How it works: Siri, Google, Alexa

Ajish Prakash on January 26, 2019

Computers and electronic devices were machines that were primarily made to assist mankind, back in the middle of the twentieth century. To carry out their respective tasks, entire rooms, and large confinements were provided for as all the data and processing required immense cooling and physical storage units. However, technology has come a long way since and now is feasibly confined to the size of a handheld device.

A major component of this technology, which translates effectively into mobile phones, is interactive software. The foremost one, which is now a household name, is speech recognition software. Different platforms have different names for them, such as Siri, Cortana, and Alexa. What they all have in common, however, is the ability to convert audio commands into text and then respond accordingly at the very instant.

A brief history of speech recognition

The collective work in this sector has been ongoing for the past twenty years. Back in 1990, a handful of scientific pioneers felt the need for an algorithm that could effectively convert the audio input into visual text and then respond accordingly. Faced with hurdles that pertained to technological advances at that time, the resulting software was still a revolutionary leap. Products such as Kurzweil, Lernout & Hauspie, and Kolvox, were known back in those days. With a speed of 40 words per minute, they were able to pronounce words clearly, yet slowly.

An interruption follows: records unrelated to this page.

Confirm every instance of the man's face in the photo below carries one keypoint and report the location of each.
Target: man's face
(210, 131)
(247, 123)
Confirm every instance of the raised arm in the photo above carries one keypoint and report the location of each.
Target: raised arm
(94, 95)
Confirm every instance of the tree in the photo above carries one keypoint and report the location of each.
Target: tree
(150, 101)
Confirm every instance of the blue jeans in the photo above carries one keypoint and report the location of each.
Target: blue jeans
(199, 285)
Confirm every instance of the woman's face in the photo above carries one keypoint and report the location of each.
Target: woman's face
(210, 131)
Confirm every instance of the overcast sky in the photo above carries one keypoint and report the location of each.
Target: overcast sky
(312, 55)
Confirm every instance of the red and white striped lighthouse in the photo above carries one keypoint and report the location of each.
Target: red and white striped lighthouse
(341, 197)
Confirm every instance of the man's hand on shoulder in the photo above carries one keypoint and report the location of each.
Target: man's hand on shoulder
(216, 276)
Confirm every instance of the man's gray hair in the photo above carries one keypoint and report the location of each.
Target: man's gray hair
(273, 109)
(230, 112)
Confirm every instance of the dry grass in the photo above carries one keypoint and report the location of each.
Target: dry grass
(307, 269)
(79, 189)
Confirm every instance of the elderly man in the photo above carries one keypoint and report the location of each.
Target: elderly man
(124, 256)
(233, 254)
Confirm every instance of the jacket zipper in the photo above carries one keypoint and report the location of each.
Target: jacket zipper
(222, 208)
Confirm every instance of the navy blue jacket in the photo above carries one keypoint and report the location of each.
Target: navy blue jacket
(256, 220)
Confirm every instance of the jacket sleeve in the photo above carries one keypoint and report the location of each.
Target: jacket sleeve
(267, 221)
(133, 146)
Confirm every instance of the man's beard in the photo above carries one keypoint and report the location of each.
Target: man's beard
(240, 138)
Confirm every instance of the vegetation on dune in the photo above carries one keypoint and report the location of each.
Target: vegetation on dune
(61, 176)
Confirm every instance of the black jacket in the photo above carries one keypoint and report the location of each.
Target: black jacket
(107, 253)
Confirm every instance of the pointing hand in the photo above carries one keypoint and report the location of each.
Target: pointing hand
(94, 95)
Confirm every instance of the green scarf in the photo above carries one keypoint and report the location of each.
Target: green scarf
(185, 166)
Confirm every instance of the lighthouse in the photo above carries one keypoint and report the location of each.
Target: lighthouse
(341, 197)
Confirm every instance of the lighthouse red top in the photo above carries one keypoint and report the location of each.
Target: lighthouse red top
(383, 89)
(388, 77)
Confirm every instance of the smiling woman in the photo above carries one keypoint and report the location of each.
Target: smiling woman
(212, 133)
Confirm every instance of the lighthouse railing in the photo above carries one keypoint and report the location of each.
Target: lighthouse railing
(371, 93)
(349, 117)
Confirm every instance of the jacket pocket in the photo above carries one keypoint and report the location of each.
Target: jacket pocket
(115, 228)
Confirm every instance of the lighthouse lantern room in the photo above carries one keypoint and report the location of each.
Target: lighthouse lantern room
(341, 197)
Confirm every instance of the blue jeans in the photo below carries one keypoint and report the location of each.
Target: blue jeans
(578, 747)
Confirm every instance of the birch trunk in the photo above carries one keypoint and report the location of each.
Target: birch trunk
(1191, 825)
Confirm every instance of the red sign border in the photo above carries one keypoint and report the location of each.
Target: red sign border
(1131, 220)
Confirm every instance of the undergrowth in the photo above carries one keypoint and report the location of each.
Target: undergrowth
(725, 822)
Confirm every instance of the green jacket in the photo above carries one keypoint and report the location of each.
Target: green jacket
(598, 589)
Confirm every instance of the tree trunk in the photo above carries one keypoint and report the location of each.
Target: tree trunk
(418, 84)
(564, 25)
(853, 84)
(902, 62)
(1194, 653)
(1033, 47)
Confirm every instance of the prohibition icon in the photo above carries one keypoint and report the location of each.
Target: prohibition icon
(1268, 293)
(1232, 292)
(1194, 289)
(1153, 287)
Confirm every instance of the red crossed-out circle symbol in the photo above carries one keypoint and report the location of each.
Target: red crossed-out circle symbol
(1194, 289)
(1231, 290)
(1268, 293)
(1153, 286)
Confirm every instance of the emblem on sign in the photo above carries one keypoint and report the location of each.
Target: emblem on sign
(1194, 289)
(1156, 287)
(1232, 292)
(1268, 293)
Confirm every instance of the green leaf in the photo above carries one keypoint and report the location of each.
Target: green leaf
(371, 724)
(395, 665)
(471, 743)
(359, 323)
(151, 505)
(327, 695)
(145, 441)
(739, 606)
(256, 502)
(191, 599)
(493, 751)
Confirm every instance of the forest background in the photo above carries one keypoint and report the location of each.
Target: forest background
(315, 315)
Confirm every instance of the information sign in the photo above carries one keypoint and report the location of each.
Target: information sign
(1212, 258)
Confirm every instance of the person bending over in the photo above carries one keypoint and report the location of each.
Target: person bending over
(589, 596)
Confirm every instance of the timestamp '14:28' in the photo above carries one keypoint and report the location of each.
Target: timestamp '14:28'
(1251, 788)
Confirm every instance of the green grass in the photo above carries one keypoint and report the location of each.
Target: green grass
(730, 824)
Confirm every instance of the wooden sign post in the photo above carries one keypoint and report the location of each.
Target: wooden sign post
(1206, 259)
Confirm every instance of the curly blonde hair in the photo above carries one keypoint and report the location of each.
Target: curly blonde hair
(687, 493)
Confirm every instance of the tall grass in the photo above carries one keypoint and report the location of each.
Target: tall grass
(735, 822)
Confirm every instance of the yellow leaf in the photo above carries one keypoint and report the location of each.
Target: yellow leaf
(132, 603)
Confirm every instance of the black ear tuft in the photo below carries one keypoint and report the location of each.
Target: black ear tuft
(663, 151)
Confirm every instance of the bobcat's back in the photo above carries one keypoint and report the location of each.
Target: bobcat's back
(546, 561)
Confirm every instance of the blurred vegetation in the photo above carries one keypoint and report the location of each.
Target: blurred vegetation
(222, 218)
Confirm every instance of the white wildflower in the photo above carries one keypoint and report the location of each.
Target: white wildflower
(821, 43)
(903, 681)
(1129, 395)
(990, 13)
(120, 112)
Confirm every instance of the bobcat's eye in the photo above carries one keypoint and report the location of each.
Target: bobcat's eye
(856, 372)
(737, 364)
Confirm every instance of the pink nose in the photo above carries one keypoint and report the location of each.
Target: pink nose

How speech recognition works

The fundamental idea behind Speech recognition might appear as foreign and complex in the beginning. However, if inspected closely, the general idea is pretty simple, and the resultant action of it has been astounding. Since sound is a wave, the first step is to convert the audio into numbers, so that they may be analyzed and inspected. This is done via a Convolution Neural Network.

Due to the one dimensional nature of waves, they are characterized by their height and width. This characterization is essentially what enables the algorithm to distinguish between different words and speech patterns. The general wave is broken down into several chunks, which are scrutinized intensely. The resulting transformation is what gives us the visual text and the consequent response, already stored in the software.

The importance of Siri

Apple can be argued as the founder of the modernist wave of Speech pattern recognition software. Started back in 2011, Siri has evolved into a platform which has enabled a wide audience to use cell phones and has been the frontrunner in most of the Apples’ marketing campaigns. The importance of this software cannot be emphasized enough for several reasons. They have made the collective experience of using a mobile phone easier for us. Users now don’t have to type out what they have to text or browse on the internet.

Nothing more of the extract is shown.